Dr. Emilio Moyano Díaz. Profesor Titular de Excelencia, Universidad de Talca.
Durante el gobierno de G. Boric, con un interesante perfil inicial de ‘izquierda transformadora’ (¿redundante no?) fuimos testigos de una baja calidad de la política. Se atribuyó ésta a la juventud, complejos adánicos, focalización en las minorías, y ánimo ingenuamente refundacional de quienes gobernaron, por una parte y, al ‘desquite’ de una oposición que cuando fue gobierno fue permanentemente atacada por quienes ahora habían llegado al Gobierno del país. Como señaló P. Auth, el balance final de este período, si se evalúa al gobierno por la distancia entre sus promesas y lo logrado, ‘fue un naufragio total’. Por otra parte, decimos, si se le evalúa por sus logros reales, regular. Tal vez si el resultado más evidente que la ciudadanía no quiso más de esa ‘medicina’ es que legó un gobierno de extrema derecha, ampliamente apoyado por los votantes (siempre con ayuda de las primarias, que similar a la vez pasada, reconfirmó mayoritariamente que para la ciudadanía cualquier opción es mejor frente a un/a candidato/a comunista).

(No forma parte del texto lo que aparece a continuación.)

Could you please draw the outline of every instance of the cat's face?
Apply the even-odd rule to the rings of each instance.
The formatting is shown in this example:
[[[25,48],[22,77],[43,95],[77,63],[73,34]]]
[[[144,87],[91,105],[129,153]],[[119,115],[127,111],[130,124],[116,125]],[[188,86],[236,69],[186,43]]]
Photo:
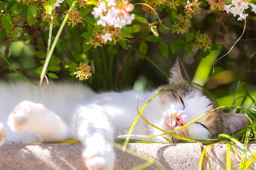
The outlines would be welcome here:
[[[159,95],[163,108],[161,127],[166,131],[177,129],[215,108],[214,104],[199,89],[191,84],[182,84],[172,88]],[[162,90],[169,86],[161,86]],[[224,125],[223,115],[215,111],[173,134],[193,139],[218,137],[227,129]],[[226,133],[227,132],[226,132]],[[174,142],[177,139],[174,139]]]
[[[159,92],[173,85],[190,81],[179,60],[171,70],[171,73],[169,84],[160,87]],[[157,126],[166,131],[179,129],[216,107],[202,88],[191,84],[173,87],[160,94],[158,99],[162,117]],[[224,114],[217,110],[173,134],[193,139],[218,138],[219,134],[228,133],[227,121],[231,121],[231,130],[234,131],[245,126],[247,119],[244,115]],[[168,138],[174,142],[179,141]]]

Y la expectativa de cambio en la forma de gobernar y, especialmente en las metas relativas a seguridad y economía, y con una partida ‘de caballo inglés’ con la inmediata firma de decretos y directrices a sus ministros, generó un ánimo positivo -una microutopía- en una gran mayoría de ciudadanos, al menos en ese 58% de votantes con que fue elegido e gobierno del Pdte. J.A. Kast. La constatación de que el gobierno estaría formado por partidos políticos de Chile Vamos daba un cierta seguridad que llegaba al gobierno gente con experiencia en gobierno. Sin embargo, a dos meses desde su comienzo, el inesperado aumento de los precios de los combustibles provocado por la guerra EEUU-Israel contra Irán han roto el plan y ha llevado al Gobierno a decidir de forma tal, que ello significa aumento del costo de vida para los ciudadanos.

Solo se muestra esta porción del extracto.